Thermophilic and mesophilic cultures used in milk fermentation have demonstrated the ability to bind AFM1 and reduce milk contamination. Incubation temperature and time are important in the reduction of AFM1 level. Boiling of milk, which is a common practice among households, only destroys bacterial cells and not aflatoxins in the milk.

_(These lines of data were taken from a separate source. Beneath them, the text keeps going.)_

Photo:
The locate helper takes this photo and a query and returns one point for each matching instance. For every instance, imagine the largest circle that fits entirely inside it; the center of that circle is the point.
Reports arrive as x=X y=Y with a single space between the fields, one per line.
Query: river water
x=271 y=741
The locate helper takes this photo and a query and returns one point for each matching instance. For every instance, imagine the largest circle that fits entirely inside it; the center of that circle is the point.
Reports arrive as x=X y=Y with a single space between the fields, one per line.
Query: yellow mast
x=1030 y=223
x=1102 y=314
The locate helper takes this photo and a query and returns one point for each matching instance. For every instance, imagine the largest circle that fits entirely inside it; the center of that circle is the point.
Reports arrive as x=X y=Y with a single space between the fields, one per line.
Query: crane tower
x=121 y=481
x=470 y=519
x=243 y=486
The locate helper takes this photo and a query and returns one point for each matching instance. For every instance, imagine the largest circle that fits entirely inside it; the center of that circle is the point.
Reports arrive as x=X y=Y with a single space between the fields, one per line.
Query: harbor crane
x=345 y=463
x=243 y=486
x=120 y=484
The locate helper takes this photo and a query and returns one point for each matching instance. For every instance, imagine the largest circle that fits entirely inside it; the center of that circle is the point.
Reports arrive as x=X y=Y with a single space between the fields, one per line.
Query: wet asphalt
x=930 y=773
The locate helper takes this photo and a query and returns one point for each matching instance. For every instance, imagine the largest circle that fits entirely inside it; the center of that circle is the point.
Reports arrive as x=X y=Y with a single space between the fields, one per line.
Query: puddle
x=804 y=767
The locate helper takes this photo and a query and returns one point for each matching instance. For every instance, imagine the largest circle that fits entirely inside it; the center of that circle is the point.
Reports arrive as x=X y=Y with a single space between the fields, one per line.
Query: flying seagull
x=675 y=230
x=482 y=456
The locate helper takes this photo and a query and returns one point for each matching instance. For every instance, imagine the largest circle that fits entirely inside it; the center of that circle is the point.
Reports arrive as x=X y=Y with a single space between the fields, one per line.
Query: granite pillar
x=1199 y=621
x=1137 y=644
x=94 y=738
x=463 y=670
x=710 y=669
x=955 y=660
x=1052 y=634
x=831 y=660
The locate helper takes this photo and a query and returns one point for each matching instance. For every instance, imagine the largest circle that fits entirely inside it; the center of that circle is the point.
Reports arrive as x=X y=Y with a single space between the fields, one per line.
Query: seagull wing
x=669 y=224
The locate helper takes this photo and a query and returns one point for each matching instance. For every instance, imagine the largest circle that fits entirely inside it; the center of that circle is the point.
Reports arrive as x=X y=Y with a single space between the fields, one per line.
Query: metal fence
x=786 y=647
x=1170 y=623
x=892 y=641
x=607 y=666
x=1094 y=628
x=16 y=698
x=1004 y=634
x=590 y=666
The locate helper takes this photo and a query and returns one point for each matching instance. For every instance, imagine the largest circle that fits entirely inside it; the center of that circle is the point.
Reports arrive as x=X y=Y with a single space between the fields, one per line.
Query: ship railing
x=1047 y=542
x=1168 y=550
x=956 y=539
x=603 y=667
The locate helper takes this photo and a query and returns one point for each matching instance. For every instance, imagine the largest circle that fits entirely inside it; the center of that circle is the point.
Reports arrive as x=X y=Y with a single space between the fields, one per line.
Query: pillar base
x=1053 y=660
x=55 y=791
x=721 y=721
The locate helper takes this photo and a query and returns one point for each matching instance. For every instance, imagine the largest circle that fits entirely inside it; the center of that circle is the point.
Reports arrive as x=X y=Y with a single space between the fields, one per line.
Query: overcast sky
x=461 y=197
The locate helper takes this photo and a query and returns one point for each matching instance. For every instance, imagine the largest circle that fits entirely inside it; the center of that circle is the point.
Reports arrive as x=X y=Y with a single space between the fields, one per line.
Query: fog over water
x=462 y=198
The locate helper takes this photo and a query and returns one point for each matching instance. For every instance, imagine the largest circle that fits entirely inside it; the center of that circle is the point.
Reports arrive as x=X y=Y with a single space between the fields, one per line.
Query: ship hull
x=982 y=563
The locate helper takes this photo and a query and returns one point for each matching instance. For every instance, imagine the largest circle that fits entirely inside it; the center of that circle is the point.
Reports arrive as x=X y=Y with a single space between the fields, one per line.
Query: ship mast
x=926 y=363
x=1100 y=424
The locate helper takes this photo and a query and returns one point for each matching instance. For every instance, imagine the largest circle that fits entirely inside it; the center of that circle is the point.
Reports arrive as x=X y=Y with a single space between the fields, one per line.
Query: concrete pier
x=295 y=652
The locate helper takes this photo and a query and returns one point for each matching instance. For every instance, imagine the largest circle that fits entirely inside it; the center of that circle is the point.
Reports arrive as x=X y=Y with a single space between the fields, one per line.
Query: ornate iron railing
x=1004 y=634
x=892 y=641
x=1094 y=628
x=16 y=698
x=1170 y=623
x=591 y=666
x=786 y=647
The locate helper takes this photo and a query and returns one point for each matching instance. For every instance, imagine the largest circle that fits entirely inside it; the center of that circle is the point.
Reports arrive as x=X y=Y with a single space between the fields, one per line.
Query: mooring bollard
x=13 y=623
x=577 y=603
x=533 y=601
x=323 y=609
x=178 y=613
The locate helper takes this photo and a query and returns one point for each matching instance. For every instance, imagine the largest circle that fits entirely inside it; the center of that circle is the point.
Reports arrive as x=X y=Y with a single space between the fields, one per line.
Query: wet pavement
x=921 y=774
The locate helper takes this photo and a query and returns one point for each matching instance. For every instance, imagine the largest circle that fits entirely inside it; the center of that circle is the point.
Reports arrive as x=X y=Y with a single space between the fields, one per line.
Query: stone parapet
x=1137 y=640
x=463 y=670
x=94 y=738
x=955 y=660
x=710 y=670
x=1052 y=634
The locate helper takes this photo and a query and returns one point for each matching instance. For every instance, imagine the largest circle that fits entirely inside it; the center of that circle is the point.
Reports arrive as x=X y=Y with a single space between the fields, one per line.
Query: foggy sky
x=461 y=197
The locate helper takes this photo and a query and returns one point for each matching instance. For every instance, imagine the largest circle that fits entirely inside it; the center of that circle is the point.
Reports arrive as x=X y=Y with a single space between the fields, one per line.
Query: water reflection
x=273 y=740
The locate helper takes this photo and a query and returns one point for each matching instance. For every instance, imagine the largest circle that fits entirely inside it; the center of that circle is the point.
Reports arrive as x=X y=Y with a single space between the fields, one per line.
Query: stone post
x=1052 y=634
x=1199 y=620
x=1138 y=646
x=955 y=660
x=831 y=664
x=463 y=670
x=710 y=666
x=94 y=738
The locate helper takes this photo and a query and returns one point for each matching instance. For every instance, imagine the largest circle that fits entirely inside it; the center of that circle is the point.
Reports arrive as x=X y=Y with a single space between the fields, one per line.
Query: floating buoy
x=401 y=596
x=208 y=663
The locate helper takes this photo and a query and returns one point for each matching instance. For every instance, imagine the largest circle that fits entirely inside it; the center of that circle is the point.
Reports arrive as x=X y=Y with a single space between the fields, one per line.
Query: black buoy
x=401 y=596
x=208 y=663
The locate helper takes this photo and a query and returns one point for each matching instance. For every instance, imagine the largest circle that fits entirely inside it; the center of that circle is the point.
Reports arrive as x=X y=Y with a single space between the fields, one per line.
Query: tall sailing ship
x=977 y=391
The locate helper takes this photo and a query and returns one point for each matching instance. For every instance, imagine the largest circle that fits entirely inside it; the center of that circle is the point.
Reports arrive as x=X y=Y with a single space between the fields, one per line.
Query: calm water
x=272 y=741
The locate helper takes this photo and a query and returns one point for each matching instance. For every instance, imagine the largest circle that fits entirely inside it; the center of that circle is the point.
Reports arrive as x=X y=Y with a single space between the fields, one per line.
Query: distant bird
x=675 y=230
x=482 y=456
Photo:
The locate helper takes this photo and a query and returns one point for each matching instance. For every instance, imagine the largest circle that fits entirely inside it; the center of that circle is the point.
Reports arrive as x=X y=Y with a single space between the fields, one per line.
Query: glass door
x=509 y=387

It is important to raise awareness and education on aflatoxins across the general public and identify appropriate technologies to reduce AFM1 contamination in milk.

Ethical approval

Written informed consent was obtained from the participants prior to the interview, and their anonymity was maintained. The study design and tool underwent ethical review and approval by the ILRI Institutional Research and Ethics Committee (IREC) under the reference number ILRI IREC 2017-10.

Acknowledgments

The authors wish to acknowledge all the milk traders that participated in the survey and the research assistants, the Livestock Department of Kasarani subcounty, Department of Food Science, Nutrition and Technology, and BecA-ILRI Hub for technical assistance.

Disclosure statement

No potential conflict of interest was reported by the authors.

Supplemental material

Supplementary data for this article can be accessed here.

Additional information

Funding

This study was funded by the Ministry of Foreign Affairs of Finland through the Food Africa Program (contract number 29891501) and the CGIAR Research Program on Agriculture for Nutrition and Health. .

Notes on contributors

Maureen M. Kuboka

Maureen Kuboka is a Graduate Student in the Department of Food Science, Nutrition and Technology at the University of Nairobi and a Graduate Fellow at ILRI. Her background is in Food Science and her research interests are in Food Safety and Nutrition.

Jasper K. Imungi

Jasper Imungi is a Professor at the Department of Food Science, Nutrition and Technology at the University of Nairobi. His research interests are in Food Science and Technology. His administrative appointments include being Chairman of the Department and Dean of the Faculty of Agriculture. He also works as a Consultant Food Scientist with UNIDO.

Lucy Njue

Lucy Njue is a Lecturer at the Department of Food Science, Nutrition and Technology at the University of Nairobi with a background in Microbiology. Her research interests are in Food safety and microbiology and she supervises and PhD students. .

Florence Mutua

Florence Mutua is a Lecturer at the Department of Public Health Pharmacology and Toxicology, University of Nairobi and currently on a year’s sabbatical with ILRI. Her research interests are in Zoonoses and Epidemiology.

Delia Grace

Delia Grace is an Epidemiologist and leads the Health Program at ILRI and the Flagship on Food Safety in the CGIAR research program on Agriculture for Nutrition and Health. She has led or contributed to evidence syntheses and investment advice for World Bank, DFID, USAID, ACIAR, BMGF, FAO, OIE, WHO, AU-IBAR, OECD, and others.

Johanna F. Lindahl

Johanna Lindahl is a joint appointee of ILRI, Swedish University of Agriculture and Uppsala University. She has a background in veterinary medicine and 10 years’ experience in academia and research. She leads research work on aflatoxins under ILRI Health Program and recently edited a widely cited special edition on aflatoxins in maize and dairy in East Africa.